Objectives: MPS is well established for the assessment of coronary artery disease (CAD). However, it often uncovers only the coronary territory supplied by the most severe stenosis and in patients with multi-vessel disease it may underestimate the extent of underlying obstructive CAD. Quantitative assessment of myocardial blood flow and myocardial perfusion reserve is useful for further analysis and is well established using dynamic PET imaging. Recent developments in dedicated cardiac cameras enable dynamic acquisitions. We evaluated the feasibility of dynamic tomographic imaging and quantification of global and regional myocardial perfusion reserve using a solid-state dedicated cardiac camera (D-SPECT, Spectrum-Dynamics, Caesarea, Israel).

Methods: Rest/stress Tc-MIBI MPS (250-350 MBq rest, 750-850 MBq stress) were performed. An IV test dose of 40-50MBq was used for a pre-scan of 60 sec, to enable localization of the left ventricle.
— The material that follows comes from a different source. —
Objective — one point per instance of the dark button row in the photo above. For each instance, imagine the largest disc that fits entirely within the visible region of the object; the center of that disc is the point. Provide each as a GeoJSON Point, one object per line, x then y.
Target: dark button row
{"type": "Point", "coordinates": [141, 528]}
The remainder of the rest dose was housed in a lead syringe box, connected to a contrast injector (Quickfit, MEDRAD) with a saline-filled syringe (100mls), attached to CT extension tubing. The dose was infused into the patient and dynamic SPECT images were obtained for 6 minutes (6sec/frame for 60 frames). Routine gated MPI SPECT followed. This procedure was repeated for the STRESS acquisition. The data were reconstructed with OSEM with 4 iterations and 32 subsets. Factor analysis was applied to generate right and left ventricular (LV) curves. The LV blood pool curve was used as the input function in a one-tissue compartment kinetic model. K1 values, corresponding to Tc-MIBI uptake, were calculated for stress and rest and 99mTc washout (K2) was set to zero. The Myocardial Perfusion Reserve Index (MPRI) was calculated as the quotient of K1 stress and rest for the myocardium as a whole, as well as individual arterial tributaries.

Results: The data of the first 34 patients (M=26, age 63.7+11.5 yrs, BMI 28.2+5) were analyzed.  16 patients (47%) had known coronary artery disease (CAD). There were 18 normal and 16 abnormal scans (10 fixed, 12 reversible defects). Global MPRI was 1.45+0.4 and the regional values were 1.43+0.36(LAD), 1.63+0.69 (RCA) and 1.44+0.43 (LCX). Global MPRI correlated with age (p = 0.01) and was lower in patients with known CAD (p = 0.03). MPRI was 1.27+0.32 in regions with abnormal perfusion vs. 1.6+0.4 in regions with normal perfusion (p=0.008). In 3/4 patients with known multi-vessel disease MPS underestimated the extent of disease, whereas MPRI was reduced in all obstructed territories.

Conclusion: Dynamic tomographic imaging is feasible using a solid state dedicated cardiac camera. Our preliminary results show that MPRI estimates can be obtained from the dynamic tomograms and are lower in patients with CAD and in regions with abnormal perfusion. Furthermore, MPRI estimates may have an advantage over MPS alone in the detection of multi-vessel CAD. More data are needed to establish the role of this technique in the diagnostic clinical workup.